# Fantasy/Classic Soap and Drama > Banners and Fan-Art > General Soap/Drama Pictures >  Elstree Pics

## Treacle



----------


## chance

was that recent then as sharon in em,is she back filming???!!!

----------


## Treacle

> was that recent then as sharon in em,is she back filming???!!!


Nope, not recent no. Tish isn't back at Elstree yet.

----------


## true.moon

cool pictures please reply to my post in celebrity fame acadamy it is really bugging me

----------


## Treacle

I don't really post there but you can't really tell people where to post  :Smile:

----------


## ~*~Leanne~*~

these pics are cool especially the sharon one

----------


## crazygirl

where do you get these pics from

----------


## kirsty_g

those pictures are good

----------


## shannisrules

they look good where did you get them from?

----------


## Jessie Wallace

These are brilliant, i love them.

----------


## hannah-mj

where did ya get em from? they are really good  :Big Grin:

----------


## Jessie Wallace

I expect she went up ther and took them herself!

----------


## hannah-mj

> I expect she went up ther and took them herself!


god lucky person   :Roll Eyes (Sarcastic):

----------


## Treacle

I didn't go up there myself actually I got them from somebody I know who did take them. I have been down there though but I've not seen Jessie or Shane go in.

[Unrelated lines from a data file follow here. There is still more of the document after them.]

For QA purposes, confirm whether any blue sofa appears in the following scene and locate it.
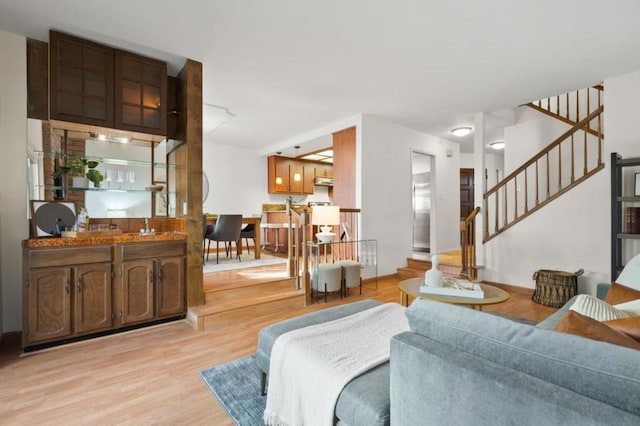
[257,299,640,426]
[390,299,640,426]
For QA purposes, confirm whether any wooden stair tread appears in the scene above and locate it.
[189,289,304,316]
[203,276,296,293]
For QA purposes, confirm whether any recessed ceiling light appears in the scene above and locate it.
[451,127,472,138]
[489,141,504,149]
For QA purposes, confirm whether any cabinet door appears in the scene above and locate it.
[289,160,304,194]
[49,31,114,127]
[302,164,316,194]
[119,260,153,325]
[73,263,113,333]
[267,155,289,194]
[156,257,185,317]
[26,267,71,342]
[115,49,167,135]
[316,163,333,178]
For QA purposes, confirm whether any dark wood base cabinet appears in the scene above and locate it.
[22,241,186,350]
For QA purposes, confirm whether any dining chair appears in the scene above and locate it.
[240,223,260,254]
[205,214,242,263]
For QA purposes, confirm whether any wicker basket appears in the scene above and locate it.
[531,269,584,308]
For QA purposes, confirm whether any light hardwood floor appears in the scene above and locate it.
[0,268,555,425]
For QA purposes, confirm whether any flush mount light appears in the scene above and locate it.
[489,141,504,149]
[451,127,472,138]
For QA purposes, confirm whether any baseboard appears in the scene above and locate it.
[0,331,22,351]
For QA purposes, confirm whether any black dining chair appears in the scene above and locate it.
[240,223,256,254]
[205,214,242,263]
[202,214,213,265]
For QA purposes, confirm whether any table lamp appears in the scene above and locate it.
[311,206,340,243]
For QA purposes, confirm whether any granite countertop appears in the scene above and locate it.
[22,232,187,248]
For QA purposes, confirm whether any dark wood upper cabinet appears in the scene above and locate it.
[49,31,114,127]
[114,49,167,135]
[27,38,49,120]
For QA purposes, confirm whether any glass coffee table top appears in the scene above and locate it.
[398,278,509,310]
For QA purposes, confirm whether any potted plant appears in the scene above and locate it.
[67,158,88,188]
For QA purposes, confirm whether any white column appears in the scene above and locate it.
[473,112,487,272]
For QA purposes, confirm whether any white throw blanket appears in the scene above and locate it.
[264,303,409,426]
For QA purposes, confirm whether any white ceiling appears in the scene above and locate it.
[0,0,640,152]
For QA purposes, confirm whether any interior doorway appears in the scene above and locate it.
[460,169,475,219]
[411,151,433,253]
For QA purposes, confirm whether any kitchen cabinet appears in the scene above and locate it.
[72,263,113,334]
[23,246,113,346]
[114,49,167,135]
[49,31,114,127]
[267,155,315,194]
[118,241,186,325]
[22,240,186,350]
[315,163,333,178]
[49,31,167,135]
[156,257,185,317]
[611,152,640,282]
[23,267,72,343]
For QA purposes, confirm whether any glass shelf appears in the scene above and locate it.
[37,184,175,194]
[34,151,176,169]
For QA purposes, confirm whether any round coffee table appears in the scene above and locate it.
[398,278,509,311]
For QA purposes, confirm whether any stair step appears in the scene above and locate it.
[205,278,297,305]
[407,257,431,271]
[397,266,425,280]
[198,290,304,330]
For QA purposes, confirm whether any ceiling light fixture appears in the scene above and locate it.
[489,141,504,150]
[451,127,473,138]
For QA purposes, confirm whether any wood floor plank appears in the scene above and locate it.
[0,264,555,425]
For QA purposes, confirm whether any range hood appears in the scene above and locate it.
[313,177,333,186]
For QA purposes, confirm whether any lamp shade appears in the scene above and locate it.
[311,206,340,225]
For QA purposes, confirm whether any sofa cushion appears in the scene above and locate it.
[336,362,390,426]
[604,283,640,305]
[555,310,640,349]
[604,316,640,342]
[407,299,640,415]
[390,332,639,426]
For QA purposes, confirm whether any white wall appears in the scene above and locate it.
[460,153,504,188]
[202,142,268,216]
[504,111,570,176]
[357,115,460,275]
[481,72,640,294]
[0,31,29,332]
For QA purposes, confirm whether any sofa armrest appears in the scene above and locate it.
[596,283,611,300]
[390,332,638,426]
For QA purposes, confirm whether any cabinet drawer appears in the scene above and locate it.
[121,241,186,260]
[29,246,111,268]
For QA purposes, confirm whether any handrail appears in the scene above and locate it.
[484,106,604,198]
[483,105,604,242]
[525,84,604,136]
[460,207,480,280]
[286,203,360,306]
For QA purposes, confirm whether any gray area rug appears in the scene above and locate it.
[200,355,267,426]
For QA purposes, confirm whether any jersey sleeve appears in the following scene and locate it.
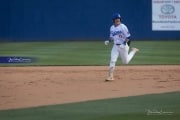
[123,25,131,38]
[109,26,113,38]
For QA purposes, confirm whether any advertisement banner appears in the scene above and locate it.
[152,0,180,31]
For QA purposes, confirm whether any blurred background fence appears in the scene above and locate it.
[0,0,180,41]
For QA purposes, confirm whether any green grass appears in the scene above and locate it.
[0,41,180,66]
[0,92,180,120]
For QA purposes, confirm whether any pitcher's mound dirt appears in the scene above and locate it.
[0,65,180,109]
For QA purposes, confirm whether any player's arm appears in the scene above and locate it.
[126,37,131,46]
[104,28,114,45]
[124,26,131,46]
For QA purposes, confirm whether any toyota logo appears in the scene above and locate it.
[161,4,175,14]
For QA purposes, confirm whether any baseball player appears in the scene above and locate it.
[104,13,139,81]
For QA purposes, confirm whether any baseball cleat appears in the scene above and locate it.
[132,48,139,52]
[105,77,114,82]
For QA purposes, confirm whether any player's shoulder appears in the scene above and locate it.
[110,25,114,29]
[121,23,127,28]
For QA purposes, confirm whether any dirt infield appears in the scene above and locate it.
[0,65,180,110]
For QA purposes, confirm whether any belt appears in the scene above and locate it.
[116,44,121,45]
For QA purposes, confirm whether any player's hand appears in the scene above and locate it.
[104,40,109,45]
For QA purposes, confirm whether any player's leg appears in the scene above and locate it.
[120,45,139,64]
[106,45,119,81]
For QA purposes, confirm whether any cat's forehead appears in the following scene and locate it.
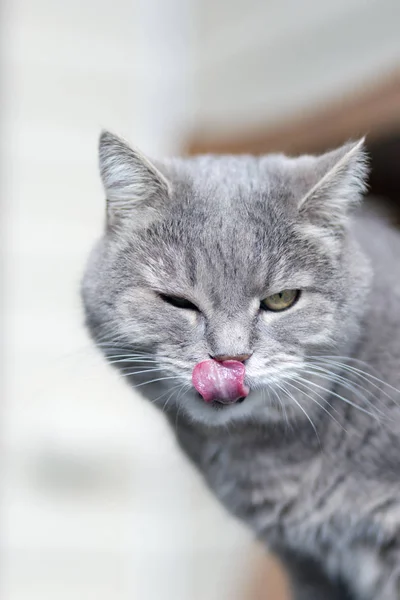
[164,155,296,209]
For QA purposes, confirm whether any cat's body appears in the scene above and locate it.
[84,137,400,600]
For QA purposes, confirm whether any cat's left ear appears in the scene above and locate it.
[99,131,170,226]
[298,138,368,231]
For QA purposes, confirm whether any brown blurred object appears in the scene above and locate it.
[243,546,290,600]
[187,70,400,154]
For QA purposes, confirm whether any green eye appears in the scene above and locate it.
[261,290,300,312]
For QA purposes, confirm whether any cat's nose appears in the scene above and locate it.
[210,354,252,362]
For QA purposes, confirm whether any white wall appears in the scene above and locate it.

I've seen others go in though and I don't like Alfie Moon anymore so I wouldn't want to see Shane go in anyways!  :Big Grin:

----------


## Kim

Great pics.

----------


## samantha nixon

these pics are really good and letitia looks really pritty in the pic of her but i think she looks like beth cordingly

----------


## Jessie Wallace

Hope to get some of my own soon.

----------


## xcutiekatiex

these pics are wiked

----------


## kirstienod

there brill thanks for posting

----------